Seeing as how it is January of a new year (2023), the winter sports are winding down, and the summer sports are just getting started with training camp. With a substantial percentage of the population remaining indoors, this becomes award season. I won’t bother naming them. The award season is where some very rich, lucky, or related to the right people, get together and congratulate each other. The rich and famous don lavish attire, the ladies in designer dresses (sometimes revealing) and sporting jewelry that it would take the average Jane or Joe decades of their salaries to buy. I’m not opposed to the filthy-rich recognizing good work; however, all artistic work is recognized in context. We’ll get to that in a moment.
Some people enjoy watching the elites, the fashion, the bling, and I must admit, it used to be interesting. Let the record state that I hold no ill will to any of the nominees, and I like watching movies, (sometimes) television, and listening to music. The people who make it to the mainstream entertainment media are, for the most part, gifted and talented people. There are even programs that specialize in the materials wealth and lifestyles of the rich and famous. As a modest coworker of mine once said: “If I can’t have it, I don’t want to see it.”

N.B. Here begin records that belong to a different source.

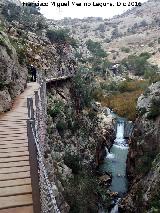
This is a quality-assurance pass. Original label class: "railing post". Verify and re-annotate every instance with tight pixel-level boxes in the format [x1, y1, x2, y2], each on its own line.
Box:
[27, 119, 41, 213]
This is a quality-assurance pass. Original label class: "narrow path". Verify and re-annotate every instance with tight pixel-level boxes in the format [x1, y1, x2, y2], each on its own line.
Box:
[0, 83, 39, 213]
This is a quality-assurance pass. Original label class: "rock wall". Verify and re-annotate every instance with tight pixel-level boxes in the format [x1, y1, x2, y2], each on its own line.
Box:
[45, 80, 114, 213]
[0, 32, 27, 112]
[121, 82, 160, 213]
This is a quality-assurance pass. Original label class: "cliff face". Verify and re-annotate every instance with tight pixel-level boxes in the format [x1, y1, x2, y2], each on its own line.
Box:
[0, 32, 28, 112]
[122, 82, 160, 213]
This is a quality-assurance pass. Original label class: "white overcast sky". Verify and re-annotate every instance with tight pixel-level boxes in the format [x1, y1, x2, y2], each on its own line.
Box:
[21, 0, 147, 19]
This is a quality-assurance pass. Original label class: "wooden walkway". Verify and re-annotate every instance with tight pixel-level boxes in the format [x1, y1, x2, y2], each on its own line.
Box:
[0, 83, 39, 213]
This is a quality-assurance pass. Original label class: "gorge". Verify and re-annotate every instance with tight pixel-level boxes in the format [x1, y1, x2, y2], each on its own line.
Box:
[0, 0, 160, 213]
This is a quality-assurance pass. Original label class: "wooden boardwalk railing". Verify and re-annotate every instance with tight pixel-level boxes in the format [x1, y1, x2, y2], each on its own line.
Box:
[0, 83, 38, 213]
[0, 72, 74, 213]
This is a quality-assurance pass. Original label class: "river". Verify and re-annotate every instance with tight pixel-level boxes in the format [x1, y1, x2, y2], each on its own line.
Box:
[100, 118, 128, 213]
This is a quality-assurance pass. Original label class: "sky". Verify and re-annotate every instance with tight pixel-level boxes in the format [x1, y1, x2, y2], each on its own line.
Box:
[21, 0, 147, 20]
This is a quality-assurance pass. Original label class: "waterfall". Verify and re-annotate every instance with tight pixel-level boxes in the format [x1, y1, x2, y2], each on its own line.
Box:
[115, 121, 128, 149]
[105, 147, 114, 159]
[110, 198, 120, 213]
[110, 204, 118, 213]
[116, 122, 124, 140]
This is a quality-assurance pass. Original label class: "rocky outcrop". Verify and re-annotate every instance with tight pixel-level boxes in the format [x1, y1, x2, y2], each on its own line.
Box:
[121, 82, 160, 213]
[0, 32, 27, 112]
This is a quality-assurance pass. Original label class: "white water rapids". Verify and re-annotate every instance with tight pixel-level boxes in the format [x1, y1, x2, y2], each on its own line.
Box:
[101, 119, 128, 213]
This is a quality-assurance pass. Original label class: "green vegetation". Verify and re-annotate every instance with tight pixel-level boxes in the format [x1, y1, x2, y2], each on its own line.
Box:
[48, 100, 64, 118]
[0, 35, 12, 57]
[147, 98, 160, 119]
[0, 80, 9, 91]
[121, 52, 157, 78]
[121, 47, 130, 53]
[47, 29, 77, 48]
[64, 153, 82, 174]
[94, 79, 148, 120]
[86, 39, 107, 58]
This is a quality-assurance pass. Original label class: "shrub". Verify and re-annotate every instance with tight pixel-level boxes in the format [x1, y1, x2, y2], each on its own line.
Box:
[56, 121, 66, 136]
[0, 36, 12, 57]
[86, 39, 107, 58]
[147, 98, 160, 119]
[121, 47, 130, 53]
[48, 100, 64, 118]
[64, 153, 82, 174]
[121, 52, 152, 76]
[0, 80, 9, 90]
[2, 3, 22, 21]
[47, 29, 77, 48]
[138, 107, 147, 116]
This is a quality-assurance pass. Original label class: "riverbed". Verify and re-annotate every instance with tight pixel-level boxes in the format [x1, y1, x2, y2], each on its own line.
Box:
[100, 118, 128, 212]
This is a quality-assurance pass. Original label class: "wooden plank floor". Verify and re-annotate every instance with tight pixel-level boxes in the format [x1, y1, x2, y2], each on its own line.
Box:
[0, 83, 39, 213]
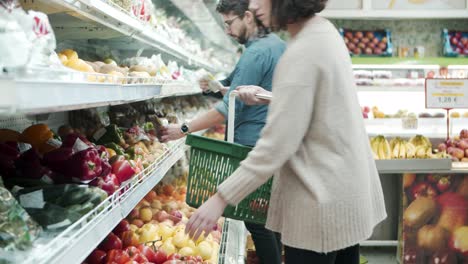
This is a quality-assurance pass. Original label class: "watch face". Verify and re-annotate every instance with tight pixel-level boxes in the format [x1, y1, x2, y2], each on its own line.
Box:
[180, 124, 188, 133]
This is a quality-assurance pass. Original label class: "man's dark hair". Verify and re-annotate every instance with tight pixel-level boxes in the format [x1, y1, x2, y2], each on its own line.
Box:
[271, 0, 328, 30]
[216, 0, 249, 18]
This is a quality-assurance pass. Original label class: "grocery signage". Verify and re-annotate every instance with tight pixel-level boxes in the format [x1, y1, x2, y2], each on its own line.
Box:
[426, 79, 468, 109]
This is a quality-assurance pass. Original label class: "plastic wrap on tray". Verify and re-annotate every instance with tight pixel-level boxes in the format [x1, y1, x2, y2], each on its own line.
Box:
[0, 178, 42, 251]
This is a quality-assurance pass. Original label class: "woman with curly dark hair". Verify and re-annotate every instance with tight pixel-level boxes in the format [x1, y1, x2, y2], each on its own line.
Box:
[186, 0, 386, 264]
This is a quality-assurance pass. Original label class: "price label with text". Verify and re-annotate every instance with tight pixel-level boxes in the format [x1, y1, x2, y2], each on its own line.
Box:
[426, 79, 468, 109]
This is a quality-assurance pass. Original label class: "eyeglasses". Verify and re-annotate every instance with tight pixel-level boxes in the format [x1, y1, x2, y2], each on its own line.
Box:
[224, 16, 240, 28]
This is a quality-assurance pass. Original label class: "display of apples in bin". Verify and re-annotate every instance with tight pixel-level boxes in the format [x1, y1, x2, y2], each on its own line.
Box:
[343, 30, 388, 56]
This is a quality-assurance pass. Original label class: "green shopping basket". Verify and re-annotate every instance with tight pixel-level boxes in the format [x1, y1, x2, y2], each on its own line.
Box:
[185, 135, 272, 224]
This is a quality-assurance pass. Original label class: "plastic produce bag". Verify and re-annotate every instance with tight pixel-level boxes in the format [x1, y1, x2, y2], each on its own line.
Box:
[0, 176, 42, 251]
[0, 0, 31, 68]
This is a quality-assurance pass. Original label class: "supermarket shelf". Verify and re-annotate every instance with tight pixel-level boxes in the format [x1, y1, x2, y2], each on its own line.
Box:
[218, 218, 247, 264]
[375, 159, 452, 174]
[359, 240, 398, 247]
[12, 141, 185, 264]
[0, 73, 201, 116]
[320, 9, 468, 19]
[28, 0, 225, 72]
[356, 85, 424, 92]
[351, 57, 468, 66]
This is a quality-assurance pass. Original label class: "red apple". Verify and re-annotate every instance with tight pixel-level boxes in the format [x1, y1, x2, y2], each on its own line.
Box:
[460, 37, 468, 46]
[437, 143, 447, 152]
[449, 226, 468, 258]
[374, 48, 383, 55]
[112, 219, 130, 237]
[378, 42, 387, 50]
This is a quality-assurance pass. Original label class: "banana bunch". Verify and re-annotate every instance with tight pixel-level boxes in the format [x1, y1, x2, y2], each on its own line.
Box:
[390, 137, 416, 159]
[370, 135, 391, 160]
[409, 135, 432, 148]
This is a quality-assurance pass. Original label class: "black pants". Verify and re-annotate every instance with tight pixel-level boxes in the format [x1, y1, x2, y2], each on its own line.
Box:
[284, 245, 359, 264]
[244, 222, 282, 264]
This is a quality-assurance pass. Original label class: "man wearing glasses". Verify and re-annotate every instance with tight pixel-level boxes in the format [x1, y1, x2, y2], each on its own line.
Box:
[162, 0, 286, 264]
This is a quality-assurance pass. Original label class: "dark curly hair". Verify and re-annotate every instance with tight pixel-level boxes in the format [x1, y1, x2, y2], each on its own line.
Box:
[271, 0, 328, 31]
[216, 0, 270, 38]
[216, 0, 249, 18]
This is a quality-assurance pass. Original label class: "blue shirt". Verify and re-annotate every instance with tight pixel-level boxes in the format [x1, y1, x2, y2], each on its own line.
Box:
[215, 34, 286, 146]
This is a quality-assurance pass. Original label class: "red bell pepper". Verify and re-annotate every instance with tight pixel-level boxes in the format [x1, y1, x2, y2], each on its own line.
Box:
[42, 148, 73, 174]
[62, 133, 92, 148]
[15, 148, 50, 179]
[0, 143, 20, 176]
[67, 148, 102, 182]
[89, 174, 120, 195]
[112, 160, 136, 183]
[106, 249, 130, 264]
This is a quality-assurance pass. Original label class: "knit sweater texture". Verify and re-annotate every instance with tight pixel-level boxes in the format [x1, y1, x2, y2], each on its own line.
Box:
[218, 16, 386, 253]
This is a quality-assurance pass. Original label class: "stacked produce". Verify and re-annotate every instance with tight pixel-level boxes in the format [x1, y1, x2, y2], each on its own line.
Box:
[402, 174, 468, 264]
[344, 31, 391, 55]
[437, 129, 468, 162]
[370, 135, 450, 160]
[85, 184, 221, 264]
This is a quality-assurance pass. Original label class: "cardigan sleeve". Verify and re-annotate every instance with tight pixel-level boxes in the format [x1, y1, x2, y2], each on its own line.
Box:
[218, 60, 320, 205]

Watch bad movies, listen to bad music, and you’ll know why the really gifted deserve recognition. But maybe there are stars that were never given the opportunities, authors whose words were never published, or they were never given the opportunities that the stars received. Charlize Theron was “discovered” in a bank, yelling at the teller. She is a great actress and I even have her autograph, before she was a superstar, courtesy of her agent.
Luck is where preparation meets opportunity. But there are a few, who will remain nameless, who “knew the right people” or were related to the right people; that can help a lot, especially in Hollywood. The average member of the actor’s union in Los Angeles makes $67,000 a year, while the “bankable” stars make millions. If your average actor wants to buy an off-the-rack Armani tuxedo it would be $1,400, with a bespoke (custom fitted) tux being well into the thousands. Of course that’s nothing to the superstars.

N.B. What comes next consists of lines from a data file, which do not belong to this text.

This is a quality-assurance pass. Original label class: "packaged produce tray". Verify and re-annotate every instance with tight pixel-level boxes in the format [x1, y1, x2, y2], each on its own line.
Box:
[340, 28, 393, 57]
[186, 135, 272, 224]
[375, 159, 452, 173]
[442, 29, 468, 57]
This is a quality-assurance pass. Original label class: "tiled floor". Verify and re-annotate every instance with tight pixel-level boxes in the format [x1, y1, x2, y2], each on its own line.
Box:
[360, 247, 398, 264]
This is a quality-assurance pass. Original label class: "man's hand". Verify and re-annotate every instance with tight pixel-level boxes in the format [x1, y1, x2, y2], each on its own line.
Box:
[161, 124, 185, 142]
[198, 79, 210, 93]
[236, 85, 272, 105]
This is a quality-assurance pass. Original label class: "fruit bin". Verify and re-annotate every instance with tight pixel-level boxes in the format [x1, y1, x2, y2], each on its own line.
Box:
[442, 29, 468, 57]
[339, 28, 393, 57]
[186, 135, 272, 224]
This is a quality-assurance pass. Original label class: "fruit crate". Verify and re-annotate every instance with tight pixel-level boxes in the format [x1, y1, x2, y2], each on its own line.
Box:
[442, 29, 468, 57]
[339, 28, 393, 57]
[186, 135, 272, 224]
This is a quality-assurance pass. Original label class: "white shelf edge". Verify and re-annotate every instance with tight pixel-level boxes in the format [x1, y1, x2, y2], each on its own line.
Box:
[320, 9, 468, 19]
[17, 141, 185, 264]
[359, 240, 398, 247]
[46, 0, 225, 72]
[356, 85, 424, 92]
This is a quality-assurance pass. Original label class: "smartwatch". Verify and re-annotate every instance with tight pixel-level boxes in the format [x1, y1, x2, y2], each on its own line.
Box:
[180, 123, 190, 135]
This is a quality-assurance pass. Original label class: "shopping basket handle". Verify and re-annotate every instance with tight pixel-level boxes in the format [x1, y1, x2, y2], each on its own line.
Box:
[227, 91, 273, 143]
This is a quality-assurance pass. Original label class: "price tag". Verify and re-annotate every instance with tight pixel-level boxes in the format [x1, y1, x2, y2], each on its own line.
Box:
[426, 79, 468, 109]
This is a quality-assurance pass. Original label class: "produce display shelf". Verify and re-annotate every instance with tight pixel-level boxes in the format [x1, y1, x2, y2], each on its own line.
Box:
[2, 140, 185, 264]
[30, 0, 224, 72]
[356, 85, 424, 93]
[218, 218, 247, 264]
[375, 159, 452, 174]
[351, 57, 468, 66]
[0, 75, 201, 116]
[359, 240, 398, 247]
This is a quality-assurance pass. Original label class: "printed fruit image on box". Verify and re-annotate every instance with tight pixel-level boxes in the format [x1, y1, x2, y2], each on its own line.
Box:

Entertainment is a business, after all, and whatever talent someone might have, if it can make money, they are paid accordingly. There is an entertainment saying, that you should be nice to the people you meet while you are on your way up, because they will be the same people you will meet on your way down.

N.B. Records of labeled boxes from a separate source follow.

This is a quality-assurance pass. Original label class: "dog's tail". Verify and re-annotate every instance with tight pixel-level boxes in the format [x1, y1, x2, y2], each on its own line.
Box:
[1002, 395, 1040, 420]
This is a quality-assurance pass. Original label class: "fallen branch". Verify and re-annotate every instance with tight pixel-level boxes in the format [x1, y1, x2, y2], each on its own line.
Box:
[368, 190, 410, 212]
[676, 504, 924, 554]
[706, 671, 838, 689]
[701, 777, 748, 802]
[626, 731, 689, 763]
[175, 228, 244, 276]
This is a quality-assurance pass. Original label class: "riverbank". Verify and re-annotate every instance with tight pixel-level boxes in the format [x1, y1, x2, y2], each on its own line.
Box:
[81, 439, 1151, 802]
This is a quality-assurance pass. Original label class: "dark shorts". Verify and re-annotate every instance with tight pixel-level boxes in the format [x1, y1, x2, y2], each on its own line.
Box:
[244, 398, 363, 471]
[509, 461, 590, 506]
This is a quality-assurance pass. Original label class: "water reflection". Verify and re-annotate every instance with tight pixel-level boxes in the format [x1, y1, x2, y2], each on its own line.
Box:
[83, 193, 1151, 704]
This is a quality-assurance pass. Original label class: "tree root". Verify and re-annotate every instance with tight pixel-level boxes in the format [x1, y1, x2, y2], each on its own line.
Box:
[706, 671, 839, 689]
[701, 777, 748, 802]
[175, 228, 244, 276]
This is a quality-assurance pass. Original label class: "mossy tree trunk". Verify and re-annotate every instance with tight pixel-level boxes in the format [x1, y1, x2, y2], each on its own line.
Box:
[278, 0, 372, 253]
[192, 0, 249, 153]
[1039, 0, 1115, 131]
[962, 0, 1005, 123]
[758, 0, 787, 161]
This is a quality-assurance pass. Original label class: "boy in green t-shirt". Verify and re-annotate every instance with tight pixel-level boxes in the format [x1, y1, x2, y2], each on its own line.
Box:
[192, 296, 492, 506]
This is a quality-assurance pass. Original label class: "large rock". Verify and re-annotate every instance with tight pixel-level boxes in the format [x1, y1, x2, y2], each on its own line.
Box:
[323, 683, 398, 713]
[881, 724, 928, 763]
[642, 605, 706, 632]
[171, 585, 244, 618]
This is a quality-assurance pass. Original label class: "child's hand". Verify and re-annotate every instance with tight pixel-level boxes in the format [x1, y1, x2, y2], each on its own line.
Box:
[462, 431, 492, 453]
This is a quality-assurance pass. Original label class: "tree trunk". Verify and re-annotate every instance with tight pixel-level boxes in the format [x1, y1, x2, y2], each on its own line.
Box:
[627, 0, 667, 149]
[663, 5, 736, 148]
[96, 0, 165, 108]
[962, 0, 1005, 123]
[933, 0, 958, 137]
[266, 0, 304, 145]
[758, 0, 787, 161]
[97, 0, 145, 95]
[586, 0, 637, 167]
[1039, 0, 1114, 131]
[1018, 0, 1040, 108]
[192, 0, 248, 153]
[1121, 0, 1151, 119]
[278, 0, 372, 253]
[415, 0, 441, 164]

Vincent Van Gogh sold very few of his paintings while he was alive. The greatest way to become a famous poet is to die. The internet was supposed to be a great equalizer, where unknown musicians could become famous by broadcasting their music over the internet instead of over the airways and the corporations who ignore them. It doesn’t seem that the internet has worked as well as it was intended for all of the undiscovered talent. We now have famous “influencers” of which I could not name you so much as one single person.
There are dozens (hundreds?) of very talented people who never got that first break. As much as I hate to say it, radio stations in my neighborhood tend to play the same well-known and very worn-out music, with few opportunities for unknown talented musicians who could do as well. There is a lot of great music that you will probably never hear, great actors you will never get to see.
Please allow me to note that composers like Beethoven, Bach, Mozart, and Chopin, to name but a few, are still having their music performed hundreds of years later. It remains to be seen if Tupac, Kanye and all of the others will have people playing and enjoying their compositions two centuries from now. Artists like Michelangelo, Leonardo da Vinci, and countless others, whose art is nothing less than astonishing, will still be in the museums. Whether some of the newer artists will be broadcast decades from now, remains a question: I will leave that judgment up to you, dear readers.
Again, I certainly have no grudges against modern contemporary artists. I would also note, though, that very few of them appear to have been classically trained. That said not in criticism, just an observation. I wish them all the luck in the world, even though some of them have had a lot more luck than many, many others.
So if you like watching the filthy-rich get together, wearing clothes and jewelry that you could never come close to owning, slap each other on the back, and some even doing some slapping in the face, then please, by all means, enjoy. I will be looking at art and movies from sometime in the past, and listening to musicians who passed away decades ago. There is a reason why some art is described as “classic,” as it is not littered with profanity, or references to drugs, murder and felonies. Beauty is clearly in the eye of the beholder.